Santé : le renoncement en toile de fond
Le doublement des franchises médicales, après une première hausse en 2024, est également au cœur des débats. « Un nouveau doublement accentuerait le renoncement aux soins, alors que 27 % des personnes handicapées déclarent déjà y renoncer et qu'une sur deux se dit en mauvais ou très mauvais état de santé », prévient Nadine Maudet. Autre source d'inquiétude : le durcissement de l'accès aux affections de longue durée (ALD). « Plus de 50 % des personnes handicapées sont en ALD. Restreindre les critères, c'est compromettre leur accès aux soins alors même qu'elles ont des besoins de santé supérieurs au reste de la population. »
« Un changement de paradigme intolérable »

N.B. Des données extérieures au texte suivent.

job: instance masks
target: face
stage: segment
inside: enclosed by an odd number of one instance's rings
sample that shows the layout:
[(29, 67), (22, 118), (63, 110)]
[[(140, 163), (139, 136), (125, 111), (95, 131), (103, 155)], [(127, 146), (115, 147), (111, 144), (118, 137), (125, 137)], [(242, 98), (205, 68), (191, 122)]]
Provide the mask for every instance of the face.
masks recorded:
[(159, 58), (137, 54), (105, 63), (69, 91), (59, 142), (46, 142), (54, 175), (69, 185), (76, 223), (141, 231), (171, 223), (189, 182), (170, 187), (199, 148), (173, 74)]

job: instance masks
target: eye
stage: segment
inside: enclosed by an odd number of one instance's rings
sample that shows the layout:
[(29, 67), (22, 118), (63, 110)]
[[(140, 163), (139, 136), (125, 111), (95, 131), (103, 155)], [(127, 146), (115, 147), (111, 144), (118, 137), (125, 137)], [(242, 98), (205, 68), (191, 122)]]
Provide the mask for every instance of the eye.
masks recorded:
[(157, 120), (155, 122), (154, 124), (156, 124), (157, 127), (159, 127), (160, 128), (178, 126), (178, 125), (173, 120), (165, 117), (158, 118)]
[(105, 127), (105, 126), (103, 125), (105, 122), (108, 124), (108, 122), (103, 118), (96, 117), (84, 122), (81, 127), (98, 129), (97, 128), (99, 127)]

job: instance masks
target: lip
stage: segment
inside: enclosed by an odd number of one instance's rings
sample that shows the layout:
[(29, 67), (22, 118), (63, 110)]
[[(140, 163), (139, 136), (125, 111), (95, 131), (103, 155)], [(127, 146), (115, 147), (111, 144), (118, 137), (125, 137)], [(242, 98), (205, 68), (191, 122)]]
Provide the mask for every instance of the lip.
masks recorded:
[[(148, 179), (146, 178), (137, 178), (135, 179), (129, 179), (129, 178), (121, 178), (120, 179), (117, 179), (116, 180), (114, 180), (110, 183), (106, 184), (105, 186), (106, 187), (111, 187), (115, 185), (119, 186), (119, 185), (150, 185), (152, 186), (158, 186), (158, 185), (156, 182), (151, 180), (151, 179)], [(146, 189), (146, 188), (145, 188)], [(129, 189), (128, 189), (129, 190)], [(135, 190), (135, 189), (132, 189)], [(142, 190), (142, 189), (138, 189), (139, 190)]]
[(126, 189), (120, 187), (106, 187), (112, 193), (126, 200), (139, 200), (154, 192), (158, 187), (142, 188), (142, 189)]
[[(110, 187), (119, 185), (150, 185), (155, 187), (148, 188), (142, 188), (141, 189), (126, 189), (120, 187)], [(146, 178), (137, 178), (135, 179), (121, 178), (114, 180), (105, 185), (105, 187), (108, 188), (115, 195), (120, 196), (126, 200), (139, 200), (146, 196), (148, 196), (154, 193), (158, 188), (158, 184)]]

Pour l'Unapei, ces mesures ne relèvent pas de simples ajustements budgétaires, mais d'un « changement profond de paradigme intolérable au sein d'une société ayant érigé la solidarité et l'inclusion au rang de ses valeurs fondamentales ». « On passe d'une politique d'inclusion et de compensation des vulnérabilités à une logique d'économies ciblant prioritairement ces publics », déplore Nadine Maudet. « Les effets cumulatifs sur le niveau de vie, l'emploi et la santé sont dévastateurs. » Et d'avertir : « En réduisant ressources, accompagnements et accès aux soins, on éloigne les personnes handicapées de la pleine citoyenneté et du droit commun. »
L'Unapei appelle à un sursaut politique
Face à une politique qui, selon elle, « pénalise durablement les personnes en situation de handicap et leurs familles », la fédération demande aux députés et sénateurs de corriger le tir lors du débat budgétaire. « Nous appelons à lever le gel de l'AAH, à amender l'article 79 pour préserver le droit à la prime d'activité, à rétablir les crédits des entreprises adaptées et à renoncer au doublement des franchises médicales », énumère Nadine Maudet. Ces requêtes, selon elle, ne relèvent pas du symbole : « Elles conditionnent la non-régression des droits et la cohésion sociale. » Dans les couloirs de l'Assemblée, le débat s'annonce tendu. L'Unapei espère que la mobilisation du secteur associatif pèsera dans les discussions... « Ce budget ne peut pas se faire sur le dos des plus fragiles », insiste-elle. La suite du débat parlementaire, débuté le 20 octobre 2025, dira si la France décide de changer de cap… ou d'assumer ce que l'association qualifie de « recul sans précédent pour les droits des personnes handicapées ».